The “gayborhood” has changed, too, though a few LGBTQ bars remain. The reimagined Central on North Howard Street. The biker bar Baltimore Eagle on North Charles. The Drinkery on West Read, opened the same year as the Hippo, and Leon’s, now in its 66th year of business.
Every March, Brown and his partner go back to that corner of Eager, to the exact spot outside of the old art deco building where they met 33 years ago. The lights are undoubtedly brighter and the music canned, but they wander the aisles of the chain pharmacy, purchase candy bars, and reminisce about the decades when this location was magic. “He likes Reese’s cups, I like Snickers,” says Brown.
At 78, Bowers still lives in Mt.

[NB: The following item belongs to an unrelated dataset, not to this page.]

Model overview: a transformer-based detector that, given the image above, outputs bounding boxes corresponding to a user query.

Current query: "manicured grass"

Vernon and picks up his prescriptions at his former club—out of convenience, not nostalgia—though the energy of the Hippo is forever a part of him. “I used to joke, when that day comes that I’m in a box, make sure my music is with me,” he says. “Because wherever I go, I’m gonna have a party.”

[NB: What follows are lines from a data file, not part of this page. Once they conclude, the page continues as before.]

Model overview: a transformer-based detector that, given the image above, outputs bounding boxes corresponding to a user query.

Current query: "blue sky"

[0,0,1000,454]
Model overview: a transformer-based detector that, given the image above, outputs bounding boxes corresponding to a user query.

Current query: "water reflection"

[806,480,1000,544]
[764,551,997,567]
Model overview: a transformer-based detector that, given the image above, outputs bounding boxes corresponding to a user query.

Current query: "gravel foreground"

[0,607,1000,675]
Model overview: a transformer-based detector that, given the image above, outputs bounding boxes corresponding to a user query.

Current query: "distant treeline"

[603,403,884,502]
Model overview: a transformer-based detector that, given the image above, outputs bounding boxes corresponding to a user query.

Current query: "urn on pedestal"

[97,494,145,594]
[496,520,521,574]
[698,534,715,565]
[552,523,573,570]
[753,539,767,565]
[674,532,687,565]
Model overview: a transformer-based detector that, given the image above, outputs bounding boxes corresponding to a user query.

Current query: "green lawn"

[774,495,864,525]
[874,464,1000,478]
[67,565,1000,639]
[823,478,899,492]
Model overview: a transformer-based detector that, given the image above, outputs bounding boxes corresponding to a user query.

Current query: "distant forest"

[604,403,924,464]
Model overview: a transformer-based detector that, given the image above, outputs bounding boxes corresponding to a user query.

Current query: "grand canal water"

On that final night at the Hippo in 2015, Darude’s “Sandstorm” slid into the last song ever. There was a cymbal crash, and then a slow rumbling: the opening thunder of “It’s Raining Men” by The Weather Girls.
Humidity’s rising
Barometer’s getting low
According to all sources
The street’s the place to go
’Cause tonight for the first time
Strobes flashed like lightning. Maddox was in Heaven—aka Bowers’ nom de plume for the DJ booth.
Just about half-past ten
For the first time in history
It’s gonna start raining men
Hallelujah, it’s raining men, amen
In that moment, Maddox thought of all of those who had danced in the club over the decades. “You couldn’t be in there that night and not feel their presence,” he says, thinking of friends lost to the AIDS crisis, too. “It was like every emotion that had ever been in that room was there at that instant.”
Hillenburg brought the disco ball down slowly from the ceiling and all the hands in the room reached up.